The Centers for Medicare and Medicaid Services announced yesterday the creation of “a new online dashboard to provide information on Medicare spending on prescription drugs, for both Part B (drugs administered in doctors’ offices and other outpatient settings) and Part D (drugs patients administer themselves).”  In other drug news, the Wall Street Journal reported on Saturday about aggressive employer efforts to pave the way for effective use of high priced specialty drugs. For example,

At the University of Minnesota, employees with cancer face a new rule under the health plan. If they are starting on certain expensive drugs, they get just a two-week supply, half the usual amount. Before they can get two more weeks’ worth, a nurse at the university’s pharmacy partner has to confirm they are doing well enough.

The policy, called “split fill,” is designed to avoid paying for drug prescriptions that go half-unused if patients develop side effects and must stop them. It is part of a growing effort to rein in a drug bill the university says rose 8.9% last year, roughly double the rate for other health expenses.

“I don’t want to penalize the patients, but what the drug companies have to realize is they put us in that box” by charging such high prices, said Stephen Schondelmeyer, a pharmacy professor who advises the administration on its benefits for nearly 39,000 employees, retirees and family members. Some of the cancer drugs cost as much as $13,500 a month.

The FEHBlog certainly is not encouraging clients to tear a page out of the University of Minnesota playbook. The article does illustrate the depth of employer concerns.

Also while it’s a downer for the holiday season, Reuters reports on a spike in deaths from opioid and heroin abuse.  “Drug overdoses increased 6.5 percent in 2014 from a year earlier, killing 47,055 people. The highest rates of death from overdose were seen in West Virginia, New Mexico, New Hampshire, Kentucky, and Ohio, the CDC report said.”

Finally, Modern Healthcare and Ihealthbeat report on healthcare industry cybersecurity measures that were included in the recently approved omnibus appropriations measure.

The legislation creates a healthcare industry cybersecurity task force to be established within the law’s first 90 days. The task force will study how other industries combat cyber threats as well as the technical and other challenges that make the healthcare industry vulnerable to attacks.

It also calls for a single pipeline of actionable information on cyber threats that could be accessed in real-time and at no cost. Access to that information is currently cost-prohibitive to small and mid-size healthcare organizations, said Samantha Burch, HIMSS’ senior director of congressional affairs.

That’s welcome news. Jingle bells.

Jingle Bells

Congress has headed home for the holidays. The federal legislature will return to the Nation’s Capital to resume its session on January 11, 2016. Here is a link to the Week in Congress’s report on last week’s actions on Capitol Hill.

The President before leaving for Hawaii signed the tax extenders and omnibus appropriations bills into law.  The AP provides an interesting report on the politics of the helpful Affordable Care Act changes wrought by this law.

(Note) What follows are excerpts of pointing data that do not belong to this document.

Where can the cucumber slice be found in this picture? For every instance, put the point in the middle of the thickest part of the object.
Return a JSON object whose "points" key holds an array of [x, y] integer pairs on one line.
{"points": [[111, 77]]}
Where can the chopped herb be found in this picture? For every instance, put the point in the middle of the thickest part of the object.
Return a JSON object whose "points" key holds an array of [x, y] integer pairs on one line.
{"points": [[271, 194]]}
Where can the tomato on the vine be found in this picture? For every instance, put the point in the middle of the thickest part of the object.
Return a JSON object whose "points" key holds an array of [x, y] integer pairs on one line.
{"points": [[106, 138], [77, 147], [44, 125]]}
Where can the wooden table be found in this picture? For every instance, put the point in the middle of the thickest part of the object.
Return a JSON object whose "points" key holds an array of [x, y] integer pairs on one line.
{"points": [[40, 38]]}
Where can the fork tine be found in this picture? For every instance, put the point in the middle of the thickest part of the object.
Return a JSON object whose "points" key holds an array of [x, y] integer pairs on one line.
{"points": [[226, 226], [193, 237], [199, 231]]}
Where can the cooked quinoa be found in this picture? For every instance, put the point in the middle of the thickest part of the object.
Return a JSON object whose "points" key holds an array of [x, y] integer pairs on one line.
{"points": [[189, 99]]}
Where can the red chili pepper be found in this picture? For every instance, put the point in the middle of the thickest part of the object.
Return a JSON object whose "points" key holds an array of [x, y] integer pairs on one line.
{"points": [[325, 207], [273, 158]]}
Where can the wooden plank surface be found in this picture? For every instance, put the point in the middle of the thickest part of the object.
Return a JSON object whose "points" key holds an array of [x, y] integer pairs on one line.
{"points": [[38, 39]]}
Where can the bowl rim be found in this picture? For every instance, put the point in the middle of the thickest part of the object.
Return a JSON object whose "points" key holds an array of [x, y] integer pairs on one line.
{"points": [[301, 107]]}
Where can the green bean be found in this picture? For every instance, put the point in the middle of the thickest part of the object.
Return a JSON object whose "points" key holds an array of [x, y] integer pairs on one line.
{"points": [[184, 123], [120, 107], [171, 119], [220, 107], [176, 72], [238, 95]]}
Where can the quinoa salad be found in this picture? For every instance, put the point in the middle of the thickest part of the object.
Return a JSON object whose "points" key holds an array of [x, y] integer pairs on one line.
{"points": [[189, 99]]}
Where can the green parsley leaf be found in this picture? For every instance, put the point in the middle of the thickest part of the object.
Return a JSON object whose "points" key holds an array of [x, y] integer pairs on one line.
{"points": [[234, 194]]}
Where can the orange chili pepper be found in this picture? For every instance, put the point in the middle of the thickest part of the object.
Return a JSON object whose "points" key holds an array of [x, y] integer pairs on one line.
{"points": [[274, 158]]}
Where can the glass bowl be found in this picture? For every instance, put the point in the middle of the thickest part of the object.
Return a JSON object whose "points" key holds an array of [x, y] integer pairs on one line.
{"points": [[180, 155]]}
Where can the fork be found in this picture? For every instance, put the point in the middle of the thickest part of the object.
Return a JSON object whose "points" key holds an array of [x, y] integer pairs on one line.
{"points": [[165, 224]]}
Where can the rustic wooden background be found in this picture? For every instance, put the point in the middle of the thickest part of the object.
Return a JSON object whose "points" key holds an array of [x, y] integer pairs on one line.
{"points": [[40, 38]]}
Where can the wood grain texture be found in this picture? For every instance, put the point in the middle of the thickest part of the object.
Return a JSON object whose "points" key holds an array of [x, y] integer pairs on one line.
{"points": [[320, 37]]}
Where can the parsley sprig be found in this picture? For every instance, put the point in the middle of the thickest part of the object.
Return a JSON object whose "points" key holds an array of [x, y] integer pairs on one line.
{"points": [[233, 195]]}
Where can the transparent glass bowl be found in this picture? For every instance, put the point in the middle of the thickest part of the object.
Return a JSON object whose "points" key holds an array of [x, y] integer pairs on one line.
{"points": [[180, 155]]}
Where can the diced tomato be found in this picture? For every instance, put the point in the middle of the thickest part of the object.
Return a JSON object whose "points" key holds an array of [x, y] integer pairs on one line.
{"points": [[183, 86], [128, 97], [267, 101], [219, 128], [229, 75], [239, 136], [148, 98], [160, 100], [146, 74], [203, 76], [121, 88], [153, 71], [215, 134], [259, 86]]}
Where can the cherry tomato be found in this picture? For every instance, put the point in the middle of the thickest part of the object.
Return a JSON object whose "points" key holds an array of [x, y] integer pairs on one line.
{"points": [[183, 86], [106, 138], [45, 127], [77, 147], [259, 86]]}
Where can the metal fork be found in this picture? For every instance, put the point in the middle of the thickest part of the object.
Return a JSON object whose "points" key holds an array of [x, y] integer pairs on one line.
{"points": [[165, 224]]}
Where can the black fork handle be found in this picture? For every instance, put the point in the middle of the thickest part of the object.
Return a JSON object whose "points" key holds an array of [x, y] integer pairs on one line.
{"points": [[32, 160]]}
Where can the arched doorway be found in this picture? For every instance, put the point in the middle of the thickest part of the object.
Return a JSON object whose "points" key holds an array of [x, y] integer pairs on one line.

The President also signed an executive order giving federal employees a 1.3% raise for 2016 per Federal News Radio. “Specifically, I have determined that for 2016, across-the-board pay increases will be 1.0 percent,” [the President] wrote [to Congress]. “Also, I will make a decision by November 30, 2015, regarding an alternative plan for locality payments under 5 U.S.C. 5304a. The alternative plan for locality payments will be limited so that the total combined cost of the 1.0 percent across-the-board base pay increase and the varying locality pay increases will be 1.3 percent of basic payroll, consistent with the assumption in my 2016 Budget.”

Modern Healthcare reports not suprisingly that “Commercial health plans that cover workplace benefits for millions of Americans pay higher prices to hospitals that have little or no competition, according to a new study that raises questions about how to slow U.S. health spending amid a wave of consolidation.”  The hospitals argue that the ACA incents the health system integration.